Should Churches Bless Animals?
At St Mary’s on 4th October, we shall have our first Blessing of Pets service. We hold in on the Feast of St Francis of Assisi, whose theology seemed to have a special place for other aspects of creation apart from the human.
But is there a justification in Christian thinking? Isn’t it just sloppy sentimentalism? In this article Canon Scott Cowdell, an Australian Anglican theologian, makes the case for blessing animals.
Why do a number of our parishes bless animals in church around St Francis’ Day? Why indeed, if the Christian vision involves human beings only—our search for meaning, our actions, our values in life, and our destiny?
If the Christian religion is solely about our human drama, then there’s only one justification for blessing animals—only one purpose for the whole external world, really. And that’s in terms of how it serves us. This is why traditional blessings speak only in terms of an animal’s use to us: as food, as a beast of burden, or for its practical contribution to the domestic environment.
But what if our Christian vision were bigger than this? What if God in Christ invites us to a view of life as big as the whole teeming creation, as old as our fifteen-billion year cosmos, as venerable as our ancient earth? What if humanity is not the whole picture; what if our private religious and ethical dramas make more sense as part of the story, but not the whole story? Paradoxically, if we saw things like this, we’d be less anxious, since we wouldn’t be at the centre of everything, we wouldn’t feel so exposed, and we wouldn’t take ourselves so seriously, either—all with positive consequences for the rest of God’s creation, suffering so much thanks to human beings’ preoccupation with themselves.
Blessing animals is a reminder that God is bigger than our own hearts, and that God’s purposes take in all creatures. We bless them in church to recognise their importance in their own right—that their being and their end is God’s to give and part of God’s plan. Blessing animals is a sign of humility and respect on our part, and an admission that humans aren’t the centre of everything.
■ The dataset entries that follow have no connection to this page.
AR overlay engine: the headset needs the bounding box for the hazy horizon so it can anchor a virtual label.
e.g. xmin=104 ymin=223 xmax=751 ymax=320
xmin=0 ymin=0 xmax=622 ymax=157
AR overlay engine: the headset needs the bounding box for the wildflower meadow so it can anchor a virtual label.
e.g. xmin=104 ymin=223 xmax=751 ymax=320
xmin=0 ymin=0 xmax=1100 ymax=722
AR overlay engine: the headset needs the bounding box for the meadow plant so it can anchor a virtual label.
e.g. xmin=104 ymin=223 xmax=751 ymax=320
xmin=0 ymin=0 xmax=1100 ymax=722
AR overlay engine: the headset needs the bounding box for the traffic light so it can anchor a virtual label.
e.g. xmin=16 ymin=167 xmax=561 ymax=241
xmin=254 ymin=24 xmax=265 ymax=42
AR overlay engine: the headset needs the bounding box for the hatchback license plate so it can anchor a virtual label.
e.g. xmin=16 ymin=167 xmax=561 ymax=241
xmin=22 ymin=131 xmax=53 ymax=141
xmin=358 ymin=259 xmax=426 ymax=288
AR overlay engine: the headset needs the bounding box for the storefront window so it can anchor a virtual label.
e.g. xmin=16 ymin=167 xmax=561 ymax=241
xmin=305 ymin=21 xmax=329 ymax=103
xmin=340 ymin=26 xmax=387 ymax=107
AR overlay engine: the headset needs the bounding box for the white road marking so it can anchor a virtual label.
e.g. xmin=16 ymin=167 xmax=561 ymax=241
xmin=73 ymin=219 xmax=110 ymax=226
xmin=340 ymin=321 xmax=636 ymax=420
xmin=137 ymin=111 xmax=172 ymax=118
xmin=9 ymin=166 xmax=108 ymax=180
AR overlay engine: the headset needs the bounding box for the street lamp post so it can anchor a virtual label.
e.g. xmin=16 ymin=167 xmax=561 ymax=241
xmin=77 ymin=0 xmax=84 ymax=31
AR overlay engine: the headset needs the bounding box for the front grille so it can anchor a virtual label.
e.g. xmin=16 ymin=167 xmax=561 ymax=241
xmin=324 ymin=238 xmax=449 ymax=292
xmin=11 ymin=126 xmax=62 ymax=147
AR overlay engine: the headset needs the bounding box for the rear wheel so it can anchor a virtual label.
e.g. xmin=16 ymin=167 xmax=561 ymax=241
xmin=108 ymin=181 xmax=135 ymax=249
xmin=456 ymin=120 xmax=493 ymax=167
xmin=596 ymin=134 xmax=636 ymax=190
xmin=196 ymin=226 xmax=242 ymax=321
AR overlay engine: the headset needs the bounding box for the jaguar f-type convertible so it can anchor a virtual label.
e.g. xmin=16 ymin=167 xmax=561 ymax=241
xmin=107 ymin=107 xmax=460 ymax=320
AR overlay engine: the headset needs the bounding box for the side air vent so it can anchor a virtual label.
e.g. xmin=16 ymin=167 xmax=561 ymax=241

Moreover, the animals we bless are our companions. They’re part of our lives, they share our homes; the mammals among them may even share our joys and sorrows. They sit expectantly by our dinner tables, they take an eager interest in our activities, and some of them no doubt share our beds. I’m always glad to see my cat, who I find endlessly watchable. I tolerate his eccentricities, and I must confess I wept over the death of his predecessors.
Because they’re our companions, our friends, we’re reminded that friends aren’t there to be used; they’re not part of any calculation of our own benefit.
Friendship is one of life’s great, unmerited gifts, and a sign of God’s care for us. Friends are the tonic of life, and our animal friends are no exception. So blessing them in church is also an act of love, of friendship and of thankfulness. Which is why when I was Rector of a parish I used to do it in the context of the Sunday Eucharist for St Francis’ Day, highlighting the great sacramental celebration of God’s friendship. And of course if the Eucharistic assembly is a foretaste of heaven, of the new creation, then those Eucharists with our animal friends were a reminder that heaven is for all creation, not just humans. The peace of all God’s creation is a wonderful image, beyond the agony and travail of natural history and the great bloodbath of evolution. If it’s true that we’ll be made one again with all who we’ve loved and lost in the Kingdom of God, then I can’t think of one compelling theological reason why our animal friends of past times won’t be with us as well.
It’s fitting that I mention this great travail of life. We can’t be sentimental about ‘nature red in tooth and claw’, as Tennyson put it. The path to human evolution was across the bodies of innumerable species and animal individuals now extinct and obliterated. Many creatures we bless in church have the instincts of killers, their bodies and behaviours evolved for the purpose. Indeed, we ourselves are locked into a way of life that involves killing animals for food and, occasionally still, for our own protection. Even vegetarians can’t escape responsibility for the carnage, since our whole way of life is at the expense of much destruction in the natural world.
We humans don’t know what we’d be like if we weren’t the predatory product of evolutionary struggle, after all—we’re marked by it; we belong to it. So as we seek to reflect God’s new creation in our respect for all creatures, insisting on the decent treatment of animals used for food, nevertheless we can’t step outside the old creation just because we love and long for the new one. God’s answer to the whole horror of natural and human history is not sentimental or escapist, after all. Rather, God embraces the travail of all life in the person of Jesus, who took responsibility, who lived and died in symbolic conflict with the brute facts of reality to establish God’s way of hope and transformation—a process that’s not over yet.
Yet as our pets worship with us around St Francistide, our love for them shows that the tide of a harsh creation is turning. God cares for us through the struggles of life, and sends dear ones to encourage us on our way—animal as well as human. So in blessing our pets we give thanks for the richness of life in God’s world. We spare ourselves none of its bitterness, but we praise and thank God for the wonder of it nonetheless.